Turn On The Light by Putpit

02 Mei 2013

Inspiration:
Sunshine Becomes You karya Ilana Tan and All Musical Drama (HSM, iSkul, etc)

"Step one, two, three. Move your body. Right, left. Tap tap. Konohamaru, badanmu kurang lentur. Apa kau sudah pemanasan tadi?" seru seorang lelaki berambut jabrik berwarna kuning nyaring. Dia berdiri garang di depan studio tari yang berisi anak-anak junior yang sedang berlatih.

"Maaf, kak Naruto!" sahut junior berambut hitam yang berusaha menggerakan badannya sesuai tempo lagu yang diputar.

"Kak Naruto, kaki Konohamaru kemarin terkilir akibat terjatuh sewaktu bermain basket. Makanya hari ini, dia sulit menari," sela junior di sebelah Konohamaru.

"Ssst, diamlah Udon!" ancam Konohamaru pada temannya.

Senior yang bernama Naruto mengangkat sebelah alisnya. Ia kemudian berjalan mendekati Konohamaru dengan tampang yang sulit diartikan.

Spontan Konohamaru menghentikan aktvitas tubuhnya dan berdiri ketakutan.

Ketika Naruto semakin dekat, Konohamaru segera menutupi kepalanya dengan kedua tangan.

"Istirahat sana!" perintah Naruto.

"Hah! Apa?" tanya Konohamaru masih ketakutan.

"Kalau sakit, jangan dipaksa untuk berlatih! Nanti kakimu malah semakin parah," nasehat Naruto pelan.

Kedua tangan Konohamaru menurun dan ia menatap hati-hati. "Aku bukannya mau dihukum?" tanyanya polos.

Naruto menghela nafas. "Kalau itu maumu, aku bisa saja melakukannya," jawabnya santai.

Konohamaru dengan cepat mengibas-ibaskan kedua tangannya. "Tidak! Baiklah, aku istirahat sekarang," ucapnya sambil berjalan sedikit terseok.

"Hei!" panggil Naruto.

Konohamaru membalikan badannya pelan.

Duuaak

"Aduh," rintih Konohamaru, memegang kepalanya yang barusan di pukul Naruto.

"Seorang penari seharusnya menjaga tubuhnya dengan baik," ujar Naruto sambil berlalu kembali ke depan.

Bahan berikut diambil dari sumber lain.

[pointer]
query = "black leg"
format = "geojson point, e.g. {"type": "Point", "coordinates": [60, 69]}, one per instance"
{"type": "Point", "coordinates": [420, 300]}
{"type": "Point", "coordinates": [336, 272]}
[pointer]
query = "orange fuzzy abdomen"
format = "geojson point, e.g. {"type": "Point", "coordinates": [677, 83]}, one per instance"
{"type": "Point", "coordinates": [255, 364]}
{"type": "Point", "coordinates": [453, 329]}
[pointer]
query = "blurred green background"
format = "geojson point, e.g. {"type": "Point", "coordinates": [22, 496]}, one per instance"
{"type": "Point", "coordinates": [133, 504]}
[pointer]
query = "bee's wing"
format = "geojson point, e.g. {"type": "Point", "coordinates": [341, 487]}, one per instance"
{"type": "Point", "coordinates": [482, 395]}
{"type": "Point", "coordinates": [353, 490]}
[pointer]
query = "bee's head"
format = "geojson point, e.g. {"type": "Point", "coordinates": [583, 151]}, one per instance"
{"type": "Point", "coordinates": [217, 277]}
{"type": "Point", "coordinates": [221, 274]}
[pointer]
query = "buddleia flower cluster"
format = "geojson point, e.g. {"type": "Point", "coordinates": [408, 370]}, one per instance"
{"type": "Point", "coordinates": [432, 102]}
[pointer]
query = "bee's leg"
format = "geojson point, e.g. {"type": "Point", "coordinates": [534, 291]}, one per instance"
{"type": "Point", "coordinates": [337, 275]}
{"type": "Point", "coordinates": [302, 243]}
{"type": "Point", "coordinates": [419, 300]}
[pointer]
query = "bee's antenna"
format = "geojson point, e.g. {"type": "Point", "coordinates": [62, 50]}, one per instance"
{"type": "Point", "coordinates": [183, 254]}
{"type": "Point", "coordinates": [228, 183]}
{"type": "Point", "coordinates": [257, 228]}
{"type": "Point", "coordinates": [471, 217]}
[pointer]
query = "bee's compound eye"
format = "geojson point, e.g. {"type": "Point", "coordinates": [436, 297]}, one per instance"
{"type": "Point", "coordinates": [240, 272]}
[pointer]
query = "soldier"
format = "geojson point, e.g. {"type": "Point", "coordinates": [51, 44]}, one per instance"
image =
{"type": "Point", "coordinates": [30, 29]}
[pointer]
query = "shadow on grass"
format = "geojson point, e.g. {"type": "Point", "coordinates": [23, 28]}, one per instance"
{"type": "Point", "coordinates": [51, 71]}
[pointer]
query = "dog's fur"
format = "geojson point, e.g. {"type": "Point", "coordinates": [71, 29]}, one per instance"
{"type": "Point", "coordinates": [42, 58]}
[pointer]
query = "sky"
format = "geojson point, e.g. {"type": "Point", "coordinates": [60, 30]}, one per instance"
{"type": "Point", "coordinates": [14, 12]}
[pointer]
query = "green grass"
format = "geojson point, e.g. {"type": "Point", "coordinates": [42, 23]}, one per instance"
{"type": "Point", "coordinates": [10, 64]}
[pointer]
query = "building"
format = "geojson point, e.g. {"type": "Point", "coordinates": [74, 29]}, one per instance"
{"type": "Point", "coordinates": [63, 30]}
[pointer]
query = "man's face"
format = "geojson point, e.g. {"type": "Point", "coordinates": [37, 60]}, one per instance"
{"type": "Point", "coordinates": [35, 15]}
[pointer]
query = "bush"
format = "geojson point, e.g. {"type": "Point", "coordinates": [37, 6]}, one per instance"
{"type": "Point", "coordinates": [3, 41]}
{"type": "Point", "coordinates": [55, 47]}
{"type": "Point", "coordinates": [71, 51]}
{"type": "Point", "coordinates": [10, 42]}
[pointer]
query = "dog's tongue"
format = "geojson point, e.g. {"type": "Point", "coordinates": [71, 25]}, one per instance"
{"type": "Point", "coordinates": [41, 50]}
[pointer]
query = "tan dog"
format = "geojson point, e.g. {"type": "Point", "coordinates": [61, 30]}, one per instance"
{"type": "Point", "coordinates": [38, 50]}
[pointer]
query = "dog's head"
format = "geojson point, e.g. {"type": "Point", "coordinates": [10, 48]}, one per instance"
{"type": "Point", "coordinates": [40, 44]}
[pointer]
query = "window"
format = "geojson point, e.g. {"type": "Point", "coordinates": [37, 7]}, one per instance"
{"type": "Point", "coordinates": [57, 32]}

Konohamaru merengut. "Maaf," ucapnya lagi.

"Apa diantara kalian ada lagi yang sakit?" tanya Naruto keras.

Belasan junior menjawab serempak, "Tidak, Kak."

"Baik, lanjutkan latihannya!" kata Naruto.

…TOTL…

"Mi fa sol re mi fa fa fa." Suara anak-anak junior yang berlatih bernyanyi, terendam dalam ruangan khusus berwarna putih.

"Tempo nadanya kurang cepat!" seru perempuan berambut merah muda panjang sepinggang yang tengah berdiri di depan.

Para junior pun menurut dan mempercepat tempo nada mereka.

Lima menit kemudian, perempuan itu berseru lagi, "Cukup!"

Dan seketika ruangan sunyi. "Hanabi, pundakmu masih berguncang saat latihan pernafasan. Kuharap kau lebih sering berlatih di rumah," lanjut perempuan itu.

Gadis berumur sekitar empat belas tahun dan berambut biru kehitaman mengangguk kecil. "Baik, Kak Sakura."

"Sekian untuk latihannya. Sekarang serahkan tugas yang aku berikan kemarin," kata Sakura.

Para junior jurusan seni tarik suara segera merogoh tas mereka masing-masing, mengambil lembar kertas putih, lalu bergerombol menyerahkannya pada Sakura.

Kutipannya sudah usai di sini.